LOS CAMPESINOS
No era la del pueblo mala gente, pero se mostraba áspera, ruda y desconfiada. Tenían hombres y mujeres un sentido democrático primitivo que contrastaba con el aristocratismo de los guipuzcoanos.
El aldeano vasco, sobre todo el guipuzcoano, posee indudablemente un aire más aristocrático que sus vecinos. Cuando un hombre del campo se convierte en hombre de ciudad, entonces pierde todas sus condiciones de finura y de distinción. Se hace ambicioso, soberbio, cursi y es incapaz de entrar de una manera distinguida y noble en el terreno de la cultura.
Lleva a este terreno el barro de la tierra próxima al caserío. Si tiene algún valor la palabra maqueto, el maqueto es el próximo al vasco, el vasco o semivasco que se ha transformado en castellano. El andaluz, el valenciano, el francés o el alemán a ningún vasquista le ha parecido nunca maqueto.

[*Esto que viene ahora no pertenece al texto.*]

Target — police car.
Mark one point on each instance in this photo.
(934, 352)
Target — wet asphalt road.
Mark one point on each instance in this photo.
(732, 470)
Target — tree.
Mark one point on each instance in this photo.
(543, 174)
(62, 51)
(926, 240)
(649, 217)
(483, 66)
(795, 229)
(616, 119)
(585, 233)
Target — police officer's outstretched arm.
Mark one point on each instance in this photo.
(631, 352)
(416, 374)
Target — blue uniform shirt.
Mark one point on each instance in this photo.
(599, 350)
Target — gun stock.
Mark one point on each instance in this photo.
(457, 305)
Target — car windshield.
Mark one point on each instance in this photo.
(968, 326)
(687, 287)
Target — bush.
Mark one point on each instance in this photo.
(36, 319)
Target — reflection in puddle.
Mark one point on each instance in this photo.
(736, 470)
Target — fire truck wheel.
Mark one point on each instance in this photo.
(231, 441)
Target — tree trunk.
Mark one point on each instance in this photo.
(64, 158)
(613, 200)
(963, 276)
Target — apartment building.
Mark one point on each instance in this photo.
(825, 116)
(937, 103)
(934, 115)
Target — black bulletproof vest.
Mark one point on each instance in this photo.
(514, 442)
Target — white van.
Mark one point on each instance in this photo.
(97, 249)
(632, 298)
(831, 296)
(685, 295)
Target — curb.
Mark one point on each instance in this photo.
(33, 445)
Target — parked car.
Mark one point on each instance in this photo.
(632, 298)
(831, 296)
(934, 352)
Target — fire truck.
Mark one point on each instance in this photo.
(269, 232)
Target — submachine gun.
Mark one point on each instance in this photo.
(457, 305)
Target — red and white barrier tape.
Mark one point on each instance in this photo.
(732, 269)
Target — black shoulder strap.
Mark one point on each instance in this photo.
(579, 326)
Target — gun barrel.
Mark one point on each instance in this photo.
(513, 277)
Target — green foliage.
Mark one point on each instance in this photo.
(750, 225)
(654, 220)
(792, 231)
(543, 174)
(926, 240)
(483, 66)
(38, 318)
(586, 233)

Javier se entendía bien con aquellos aldeanos, aunque sin un acuerdo profundo. Hablaban ellos con un acento entre castellano y aragonés parecido al riojano.
El tipo, evidentemente, era mezclado; debía de haber allí un fondo de antiguo elemento vasco y superpuesto un elemento gótico de cara cuadrada y ojos claros.
En aquel pueblo, Javier no tenía la obsesión sexual; ya su fuerza se iba reconcentrando en el cerebro y se empleaba en la lectura y en el estudio. En este sentido experimentaba un gran descanso; la confesión de los aldeanos y aldeanas era sencilla.
La primavera fue corta y de buen tiempo. A veces el viento del Noroeste, llamado allí el regañón, traía lluvia, vendavales y granizo; el cielo se ponía negruzco, morado y venían gruesas nubes de color de tinta.
El paisaje era sombrío con el mal tiempo; el cielo quedaba gris, el aire nebuloso y húmedo y la vista quedaba cerrada por la muralla pétrea de la sierra.
El viento del Norte llegaba helado. No comprendía Javier cómo el cierzo al atravesar Guipúzcoa, país templado, viniera tan frío.
Javier comenzó a dar paseos por el monte; el ejercicio, la comida, quizá el vino, le aumentaban la energía física y le proporcionaban una mayor potencia cerebral.
Le gustaba marchar por la carretera e ir otras veces por los caminos entre piedras y recibir el viento y la lluvia en la cara y luchar con él.
Los días de buen tiempo solía trabajar en el campo próximo a la casa, en donde se daban patatas, alubias, guisantes, habas y frutas.
Javier iba a este campo y como estaba un poco abandonado y lleno de hierbas amontonaba para pegarla fuego la broza de la huerta, operación a la que llamaban en el pueblo con una frase que a Javier le parecía excesivamente literaria, «quemar la rémora».